On 14.01.2025 22:51, Melanie Plageman wrote:
On Mon, Jan 13, 2025 at 5:37 PM Alena Rybakina
<a.rybak...@postgrespro.ru> wrote:
Thank you for working on this patch, without this explanation it is difficult
to understand what is happening, to put it mildly.
Thanks for the review! I've incorporated most of them into attached v7.
You are welcome! Thank you too)
The first of them is related to the fact that vacuum will not clean tuples
referenced in indexes, since it was previously unable to take a cleanup lock on
the index. You can look at the increment of missed_dead_tuples and
vacrel->missed_dead_pages in the lazy_scan_noprune function. That is, these are
absolutely dead tuples for vacuum that it simply could not clean.

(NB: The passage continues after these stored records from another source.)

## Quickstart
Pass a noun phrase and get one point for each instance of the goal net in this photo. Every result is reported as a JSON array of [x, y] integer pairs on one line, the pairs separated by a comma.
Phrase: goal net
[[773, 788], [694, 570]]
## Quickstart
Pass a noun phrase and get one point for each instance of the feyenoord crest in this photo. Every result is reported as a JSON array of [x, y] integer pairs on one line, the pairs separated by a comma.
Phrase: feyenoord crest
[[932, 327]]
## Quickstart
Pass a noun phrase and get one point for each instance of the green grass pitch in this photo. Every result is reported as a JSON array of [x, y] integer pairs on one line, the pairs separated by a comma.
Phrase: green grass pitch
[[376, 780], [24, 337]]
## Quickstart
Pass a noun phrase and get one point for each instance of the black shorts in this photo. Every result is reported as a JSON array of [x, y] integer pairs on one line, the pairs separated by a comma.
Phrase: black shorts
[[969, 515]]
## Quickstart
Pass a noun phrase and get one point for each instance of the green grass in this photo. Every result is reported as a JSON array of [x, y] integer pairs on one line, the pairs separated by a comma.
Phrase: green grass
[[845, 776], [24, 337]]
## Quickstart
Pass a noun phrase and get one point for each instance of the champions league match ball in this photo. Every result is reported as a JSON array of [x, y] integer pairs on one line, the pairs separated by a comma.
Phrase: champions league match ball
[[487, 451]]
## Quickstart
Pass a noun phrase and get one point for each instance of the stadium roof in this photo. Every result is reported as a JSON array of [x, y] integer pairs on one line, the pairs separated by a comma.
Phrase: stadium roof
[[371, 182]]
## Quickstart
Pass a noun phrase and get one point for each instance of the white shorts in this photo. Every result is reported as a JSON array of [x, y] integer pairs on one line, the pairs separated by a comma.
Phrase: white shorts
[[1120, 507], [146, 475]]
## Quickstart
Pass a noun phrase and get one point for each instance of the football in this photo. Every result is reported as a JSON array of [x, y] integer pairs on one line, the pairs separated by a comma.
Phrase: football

I had mentioned that if a (non-aggressive) vacuum cannot get a cleanup
lock on a page, it will skip pruning and freezing. I have expanded the
note to mention that this means it will not remove those dead tuples
or index entries.
Secondly, I think it is worth mentioning the moment when vacuum urgently starts
cleaning the heap relationship when there is a threat of a wraparound round. At
this point, it skips the index processing phase and heap relationship
truncation.
I've added failsafe to the list of reasons why we might skip phase II and III.
Yes, I agree with you. After reviewing the patch again, I noticed them.
Thirdly, FreeSpaceMap is updated every time after the complete completion of
index and table cleaning (after the lazy_vacuum function) and after table heap
pruning stage (the lazy_scan_prune function). Maybe you should add it.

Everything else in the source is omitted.